There’s no single “you” here.
Library users want to talk about file paths as if they are text, which is fine as long as the conversion is not their direct responsibility.
Library writers know that file paths are not text, and that any introspection more complex than “<NUL>, <period>, <slash>, <newline>, and <carriage-return>” requires a choice of encoding. And this choice is unavoidable when, say, parsing command-line options (think e.g. about bar in --foo=bar).
This divide cannot be bridged without an additional type that’s platform-independent (unlike OsString), but is still possibly erroneous (unlike String/Text).
Both of these are up to library users to decide, squarely outside of the topic of correct file path handling.

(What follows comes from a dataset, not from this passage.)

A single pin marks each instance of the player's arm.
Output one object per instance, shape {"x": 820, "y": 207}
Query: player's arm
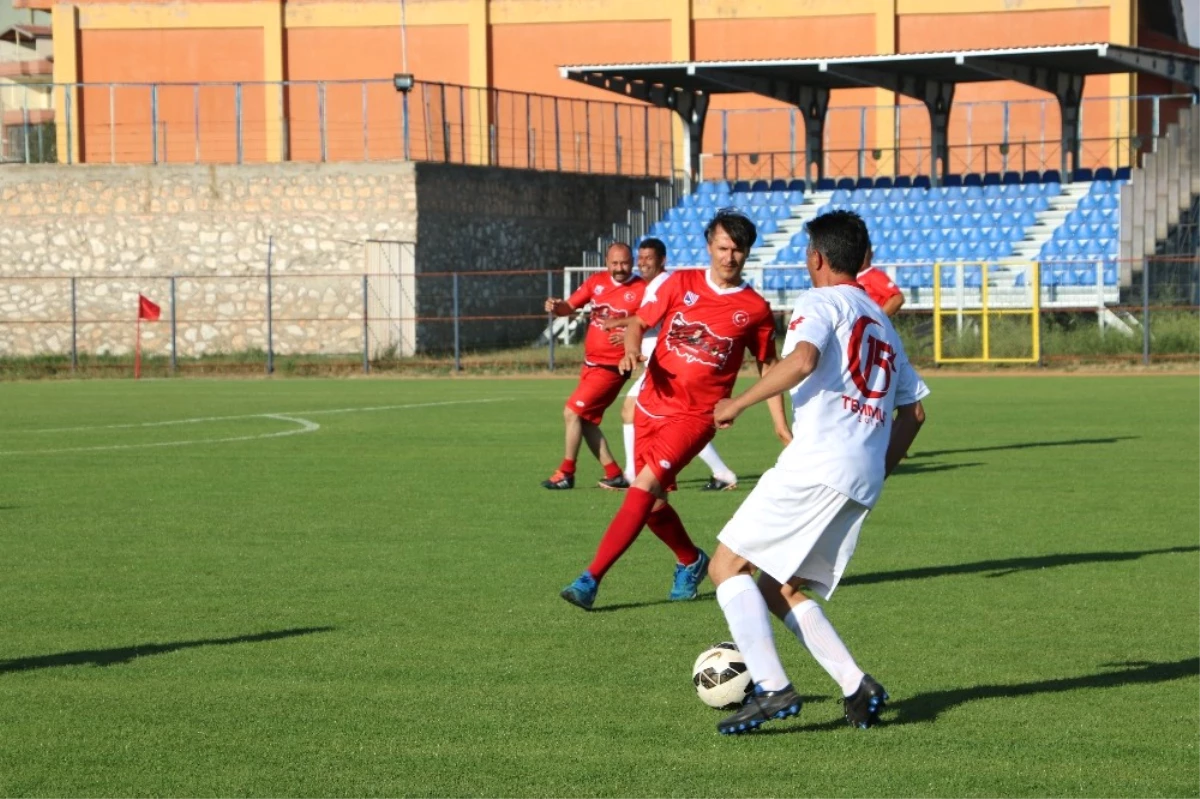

Used by… Rust? I have no relevant experience in Rust. When I’m talking about WTF-8 I solely mean how the bytes are laid out in memory, same with UCS2LE.
I hope you’re not getting confused by the fact that Rust has a type called OsString and that one seems to be in WTF-8. Their raw file path types are raw arrays, I guess?
The documentation is lacking.
This RFC looks thoroughly confusing to me. I do think of WTF-8 as “sliceable”, but only within the very narrow limits of the Portable Character Set, which guarantees that the characters are single-byte. This is enough to break down --foo=bar without scrutinizing bar, but that’s the furthest extent of what I found necessary.
Might well be an issue specific to Rust, seems like OsStr is an interface.